The great photographer Henri Cartier Bresson said that “Your first 10000 photographs are the worst” a somewhat daunting prospect, and I have never counted! I would not presume to think of myself as a photographer but I do like to take photographs and have accumulated many over time of myriad people and places.
I take photos of my travels, download them on to my computer and leave them there, the memories images and emotions of my travels still fresh in my mind. Then much later, feeling curious and often nostalgic I revisit them and my eyes wander through those moments in time and places that the camera has captured to preserve for my reminiscences.

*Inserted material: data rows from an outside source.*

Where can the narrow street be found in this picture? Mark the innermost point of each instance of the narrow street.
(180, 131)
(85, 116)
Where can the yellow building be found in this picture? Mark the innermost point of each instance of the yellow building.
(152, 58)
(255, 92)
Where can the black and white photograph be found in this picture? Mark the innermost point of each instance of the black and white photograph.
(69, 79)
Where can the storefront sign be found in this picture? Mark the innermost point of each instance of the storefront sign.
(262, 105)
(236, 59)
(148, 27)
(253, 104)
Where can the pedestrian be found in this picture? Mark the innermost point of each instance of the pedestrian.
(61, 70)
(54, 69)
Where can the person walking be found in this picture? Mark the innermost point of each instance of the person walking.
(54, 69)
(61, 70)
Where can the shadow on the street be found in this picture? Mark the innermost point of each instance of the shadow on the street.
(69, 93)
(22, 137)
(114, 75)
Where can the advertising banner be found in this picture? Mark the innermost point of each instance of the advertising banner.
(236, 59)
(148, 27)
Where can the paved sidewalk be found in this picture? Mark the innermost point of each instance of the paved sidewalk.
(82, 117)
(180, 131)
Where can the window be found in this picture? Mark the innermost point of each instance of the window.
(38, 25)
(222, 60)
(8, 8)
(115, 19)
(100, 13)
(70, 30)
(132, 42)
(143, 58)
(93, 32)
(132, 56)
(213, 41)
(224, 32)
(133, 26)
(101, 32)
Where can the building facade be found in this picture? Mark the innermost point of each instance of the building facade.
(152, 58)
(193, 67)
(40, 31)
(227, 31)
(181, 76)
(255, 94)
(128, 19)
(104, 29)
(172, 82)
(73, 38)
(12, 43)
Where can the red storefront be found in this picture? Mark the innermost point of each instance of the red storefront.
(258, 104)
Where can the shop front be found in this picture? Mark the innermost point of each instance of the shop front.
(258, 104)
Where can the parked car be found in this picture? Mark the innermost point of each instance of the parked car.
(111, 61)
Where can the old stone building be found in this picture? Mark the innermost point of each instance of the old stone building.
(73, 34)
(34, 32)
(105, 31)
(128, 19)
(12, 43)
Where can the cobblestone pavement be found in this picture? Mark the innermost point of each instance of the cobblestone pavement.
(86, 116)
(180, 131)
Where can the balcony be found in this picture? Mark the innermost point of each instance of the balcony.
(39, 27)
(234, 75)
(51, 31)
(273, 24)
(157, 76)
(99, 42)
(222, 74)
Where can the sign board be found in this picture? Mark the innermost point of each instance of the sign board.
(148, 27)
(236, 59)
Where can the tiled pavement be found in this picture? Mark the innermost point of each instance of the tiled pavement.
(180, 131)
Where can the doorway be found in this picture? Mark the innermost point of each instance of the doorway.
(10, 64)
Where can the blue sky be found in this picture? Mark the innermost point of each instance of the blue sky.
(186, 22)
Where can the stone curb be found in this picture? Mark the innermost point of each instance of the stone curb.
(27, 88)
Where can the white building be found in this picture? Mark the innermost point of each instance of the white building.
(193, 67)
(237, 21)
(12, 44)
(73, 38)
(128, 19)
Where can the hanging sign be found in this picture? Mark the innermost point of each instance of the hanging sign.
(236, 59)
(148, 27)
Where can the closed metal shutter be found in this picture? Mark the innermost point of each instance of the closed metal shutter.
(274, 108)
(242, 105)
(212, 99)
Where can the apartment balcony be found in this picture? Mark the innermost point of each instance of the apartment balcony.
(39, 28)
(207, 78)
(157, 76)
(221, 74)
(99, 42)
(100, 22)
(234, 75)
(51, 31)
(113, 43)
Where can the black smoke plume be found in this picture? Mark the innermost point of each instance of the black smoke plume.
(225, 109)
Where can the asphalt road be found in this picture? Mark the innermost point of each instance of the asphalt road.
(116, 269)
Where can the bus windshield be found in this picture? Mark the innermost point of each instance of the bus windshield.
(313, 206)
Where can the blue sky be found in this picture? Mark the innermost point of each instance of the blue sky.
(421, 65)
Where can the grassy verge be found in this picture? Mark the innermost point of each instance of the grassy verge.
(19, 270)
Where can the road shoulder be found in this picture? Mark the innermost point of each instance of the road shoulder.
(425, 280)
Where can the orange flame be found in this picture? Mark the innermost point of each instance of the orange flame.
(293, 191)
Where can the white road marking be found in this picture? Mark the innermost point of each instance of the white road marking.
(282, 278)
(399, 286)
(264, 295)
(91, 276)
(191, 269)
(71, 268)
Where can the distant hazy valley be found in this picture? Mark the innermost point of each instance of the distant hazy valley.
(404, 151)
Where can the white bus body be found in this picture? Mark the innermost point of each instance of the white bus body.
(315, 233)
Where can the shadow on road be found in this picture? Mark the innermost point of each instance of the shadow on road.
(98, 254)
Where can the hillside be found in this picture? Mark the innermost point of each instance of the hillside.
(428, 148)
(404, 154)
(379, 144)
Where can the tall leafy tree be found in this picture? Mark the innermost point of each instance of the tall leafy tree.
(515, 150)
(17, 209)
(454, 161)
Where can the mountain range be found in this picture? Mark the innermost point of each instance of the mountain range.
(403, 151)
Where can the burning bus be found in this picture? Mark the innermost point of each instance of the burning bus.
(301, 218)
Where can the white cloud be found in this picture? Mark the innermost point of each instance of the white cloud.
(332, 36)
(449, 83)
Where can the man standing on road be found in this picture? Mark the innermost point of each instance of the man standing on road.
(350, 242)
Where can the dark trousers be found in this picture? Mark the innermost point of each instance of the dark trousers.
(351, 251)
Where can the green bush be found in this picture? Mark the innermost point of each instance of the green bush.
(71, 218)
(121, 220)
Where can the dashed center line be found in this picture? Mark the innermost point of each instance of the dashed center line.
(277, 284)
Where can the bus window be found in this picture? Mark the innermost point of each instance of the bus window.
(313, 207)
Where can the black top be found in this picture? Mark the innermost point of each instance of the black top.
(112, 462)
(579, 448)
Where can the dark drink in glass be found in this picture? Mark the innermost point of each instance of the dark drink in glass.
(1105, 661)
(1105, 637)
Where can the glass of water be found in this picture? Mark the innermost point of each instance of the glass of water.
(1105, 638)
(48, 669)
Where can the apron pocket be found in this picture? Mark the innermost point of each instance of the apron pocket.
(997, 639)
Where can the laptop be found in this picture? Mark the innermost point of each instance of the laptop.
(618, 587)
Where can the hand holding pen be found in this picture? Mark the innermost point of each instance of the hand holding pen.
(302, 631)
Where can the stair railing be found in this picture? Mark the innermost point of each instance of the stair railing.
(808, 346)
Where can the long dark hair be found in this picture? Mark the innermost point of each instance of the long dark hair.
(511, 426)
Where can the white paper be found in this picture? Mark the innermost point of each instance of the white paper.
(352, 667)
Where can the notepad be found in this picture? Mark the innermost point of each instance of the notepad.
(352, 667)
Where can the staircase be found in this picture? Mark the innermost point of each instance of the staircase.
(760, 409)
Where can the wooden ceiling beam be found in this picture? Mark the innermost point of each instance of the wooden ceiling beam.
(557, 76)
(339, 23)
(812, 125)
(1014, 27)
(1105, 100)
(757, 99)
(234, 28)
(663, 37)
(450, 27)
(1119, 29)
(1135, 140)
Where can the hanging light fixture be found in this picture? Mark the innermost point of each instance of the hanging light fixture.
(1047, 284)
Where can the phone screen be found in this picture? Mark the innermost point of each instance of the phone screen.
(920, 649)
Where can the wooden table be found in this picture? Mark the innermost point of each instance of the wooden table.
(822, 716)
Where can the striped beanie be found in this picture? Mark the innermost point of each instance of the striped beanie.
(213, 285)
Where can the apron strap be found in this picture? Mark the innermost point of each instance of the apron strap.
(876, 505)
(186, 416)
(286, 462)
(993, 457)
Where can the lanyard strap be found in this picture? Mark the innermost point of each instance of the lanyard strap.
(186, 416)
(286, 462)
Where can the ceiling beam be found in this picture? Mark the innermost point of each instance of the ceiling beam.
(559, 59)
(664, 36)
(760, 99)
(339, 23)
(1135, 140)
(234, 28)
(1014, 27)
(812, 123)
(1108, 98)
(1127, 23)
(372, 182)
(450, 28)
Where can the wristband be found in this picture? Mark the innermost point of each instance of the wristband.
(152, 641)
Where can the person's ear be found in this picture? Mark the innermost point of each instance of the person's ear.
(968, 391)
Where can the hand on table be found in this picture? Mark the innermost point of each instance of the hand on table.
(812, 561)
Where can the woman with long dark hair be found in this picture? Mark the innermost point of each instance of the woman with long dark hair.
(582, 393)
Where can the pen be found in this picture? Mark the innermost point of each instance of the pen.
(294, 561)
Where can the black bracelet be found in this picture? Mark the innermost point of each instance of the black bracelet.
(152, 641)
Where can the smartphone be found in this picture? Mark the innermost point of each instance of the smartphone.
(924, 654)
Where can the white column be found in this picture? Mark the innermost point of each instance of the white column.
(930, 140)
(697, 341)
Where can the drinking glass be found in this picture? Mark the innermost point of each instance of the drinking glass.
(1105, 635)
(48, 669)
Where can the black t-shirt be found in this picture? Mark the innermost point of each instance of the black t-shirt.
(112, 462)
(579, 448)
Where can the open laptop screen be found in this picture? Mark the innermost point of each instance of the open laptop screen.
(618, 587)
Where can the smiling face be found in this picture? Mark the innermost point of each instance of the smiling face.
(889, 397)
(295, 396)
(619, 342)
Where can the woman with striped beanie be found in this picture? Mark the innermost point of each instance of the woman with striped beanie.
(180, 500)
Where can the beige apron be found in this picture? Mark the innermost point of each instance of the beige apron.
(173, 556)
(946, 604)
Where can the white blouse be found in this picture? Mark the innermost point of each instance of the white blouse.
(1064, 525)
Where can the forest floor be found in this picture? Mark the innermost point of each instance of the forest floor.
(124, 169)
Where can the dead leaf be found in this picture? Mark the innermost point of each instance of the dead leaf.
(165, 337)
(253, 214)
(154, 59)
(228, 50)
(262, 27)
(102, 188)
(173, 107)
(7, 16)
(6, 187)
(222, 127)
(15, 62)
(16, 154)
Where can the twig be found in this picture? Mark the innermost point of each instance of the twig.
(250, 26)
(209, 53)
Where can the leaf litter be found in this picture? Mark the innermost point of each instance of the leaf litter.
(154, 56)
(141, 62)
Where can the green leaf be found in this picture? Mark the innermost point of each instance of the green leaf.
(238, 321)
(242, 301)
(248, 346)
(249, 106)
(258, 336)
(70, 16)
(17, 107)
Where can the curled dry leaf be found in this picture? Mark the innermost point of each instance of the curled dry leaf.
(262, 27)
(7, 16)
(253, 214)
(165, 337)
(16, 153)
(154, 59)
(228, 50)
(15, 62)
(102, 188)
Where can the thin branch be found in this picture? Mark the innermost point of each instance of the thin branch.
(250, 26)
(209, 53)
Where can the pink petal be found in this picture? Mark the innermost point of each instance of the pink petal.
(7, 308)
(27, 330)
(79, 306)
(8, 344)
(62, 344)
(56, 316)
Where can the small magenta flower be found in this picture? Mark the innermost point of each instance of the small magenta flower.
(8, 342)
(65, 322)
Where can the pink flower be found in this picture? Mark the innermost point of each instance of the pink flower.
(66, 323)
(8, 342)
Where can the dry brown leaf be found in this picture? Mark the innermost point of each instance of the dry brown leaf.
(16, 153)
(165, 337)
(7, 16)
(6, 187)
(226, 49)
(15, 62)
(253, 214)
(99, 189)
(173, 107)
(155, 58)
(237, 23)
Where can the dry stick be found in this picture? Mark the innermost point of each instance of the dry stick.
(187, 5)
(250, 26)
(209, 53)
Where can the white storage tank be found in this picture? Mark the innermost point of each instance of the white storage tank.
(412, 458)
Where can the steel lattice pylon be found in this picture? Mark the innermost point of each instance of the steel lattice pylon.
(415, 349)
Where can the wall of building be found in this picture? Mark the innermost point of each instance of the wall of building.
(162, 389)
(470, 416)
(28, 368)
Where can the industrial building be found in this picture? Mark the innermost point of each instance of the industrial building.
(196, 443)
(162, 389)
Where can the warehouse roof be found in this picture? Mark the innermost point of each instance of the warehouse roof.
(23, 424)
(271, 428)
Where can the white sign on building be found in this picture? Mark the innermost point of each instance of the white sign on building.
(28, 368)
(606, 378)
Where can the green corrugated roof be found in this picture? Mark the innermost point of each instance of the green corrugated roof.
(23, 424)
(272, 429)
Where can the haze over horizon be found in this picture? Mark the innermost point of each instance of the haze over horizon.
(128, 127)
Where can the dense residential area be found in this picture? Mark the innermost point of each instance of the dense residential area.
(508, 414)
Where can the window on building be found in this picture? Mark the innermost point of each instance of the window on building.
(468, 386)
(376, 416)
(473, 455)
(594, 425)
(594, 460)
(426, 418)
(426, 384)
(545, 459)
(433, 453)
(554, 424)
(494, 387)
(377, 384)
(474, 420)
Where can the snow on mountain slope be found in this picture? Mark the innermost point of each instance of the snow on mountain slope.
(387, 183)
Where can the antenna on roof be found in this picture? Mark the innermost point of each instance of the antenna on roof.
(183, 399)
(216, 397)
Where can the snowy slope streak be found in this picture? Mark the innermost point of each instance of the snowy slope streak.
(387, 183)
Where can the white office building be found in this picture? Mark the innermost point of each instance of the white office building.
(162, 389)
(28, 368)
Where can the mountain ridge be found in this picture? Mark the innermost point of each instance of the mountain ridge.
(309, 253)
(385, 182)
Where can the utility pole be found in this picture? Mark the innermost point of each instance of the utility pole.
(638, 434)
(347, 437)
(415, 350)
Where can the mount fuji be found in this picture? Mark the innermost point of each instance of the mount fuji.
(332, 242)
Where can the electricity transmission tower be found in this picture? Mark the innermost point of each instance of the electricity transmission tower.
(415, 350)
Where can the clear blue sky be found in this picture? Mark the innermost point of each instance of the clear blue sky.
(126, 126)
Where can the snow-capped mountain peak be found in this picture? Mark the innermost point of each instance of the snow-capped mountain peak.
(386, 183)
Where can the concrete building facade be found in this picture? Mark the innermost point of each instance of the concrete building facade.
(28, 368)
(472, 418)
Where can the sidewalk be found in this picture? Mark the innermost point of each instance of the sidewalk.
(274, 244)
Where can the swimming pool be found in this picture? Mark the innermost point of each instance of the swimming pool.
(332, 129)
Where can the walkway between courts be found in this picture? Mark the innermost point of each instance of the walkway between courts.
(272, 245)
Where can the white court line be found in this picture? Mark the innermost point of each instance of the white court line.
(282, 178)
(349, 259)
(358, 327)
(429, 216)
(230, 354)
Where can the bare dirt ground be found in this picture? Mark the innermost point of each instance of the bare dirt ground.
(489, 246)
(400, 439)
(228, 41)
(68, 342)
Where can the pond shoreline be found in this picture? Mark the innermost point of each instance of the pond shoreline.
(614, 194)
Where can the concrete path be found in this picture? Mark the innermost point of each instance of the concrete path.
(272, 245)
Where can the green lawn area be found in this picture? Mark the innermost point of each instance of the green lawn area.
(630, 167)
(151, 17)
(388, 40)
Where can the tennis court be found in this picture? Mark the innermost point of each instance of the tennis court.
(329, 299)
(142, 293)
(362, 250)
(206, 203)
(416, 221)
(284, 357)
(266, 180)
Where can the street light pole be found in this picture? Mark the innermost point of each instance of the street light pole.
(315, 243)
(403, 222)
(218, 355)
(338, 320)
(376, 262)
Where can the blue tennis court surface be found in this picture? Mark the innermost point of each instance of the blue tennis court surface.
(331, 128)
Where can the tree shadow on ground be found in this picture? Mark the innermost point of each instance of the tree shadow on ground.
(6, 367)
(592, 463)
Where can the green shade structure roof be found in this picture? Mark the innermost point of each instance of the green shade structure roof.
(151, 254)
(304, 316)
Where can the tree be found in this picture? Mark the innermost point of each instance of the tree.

I find a whole array of different reflections in the pictures, formal ones of places, buildings, streets, squares, architecture, walls, history, the things that make a place what it is, the structure and outline of a society or place and its history. Then people, ones that I have seen, some whom I have met, others who are just passing through a scene at the moment the shutter clicks. Then there are those that create the atmosphere of the place, the light, the colours, the pace of life and its daily round.
These pictures remind me of the place, they don’t stir the emotions so much as remind me, they are the diary of a place, the narrative of a place, they are the place rather than the experience of being there.
I find that the photos that stir the emotions are the odd ones, the quizzical ones, and the ones that capture a moment rather than a place. The ones that have flavour, that set the senses alive A set of footprints in the sand of a pristine beach, a monk sipping a drink through a straw, a tree growing out of a building the intricacy of a piece of some art that tells a mystical story, a chicken chained to a fence. Those ones tell a story beyond the picture itself they stirs the emotions about my experiences and about what gives the lifeblood to journeys, the ones that make you smile, and recover the feelings that accompanied your journey.
Cartier Bresson also referred to the camera as being “ a sketch book an instrument of spontaneity” and that’s very true. Out of the thousands of pictures those are the ones I am sure I will keep revisiting forever.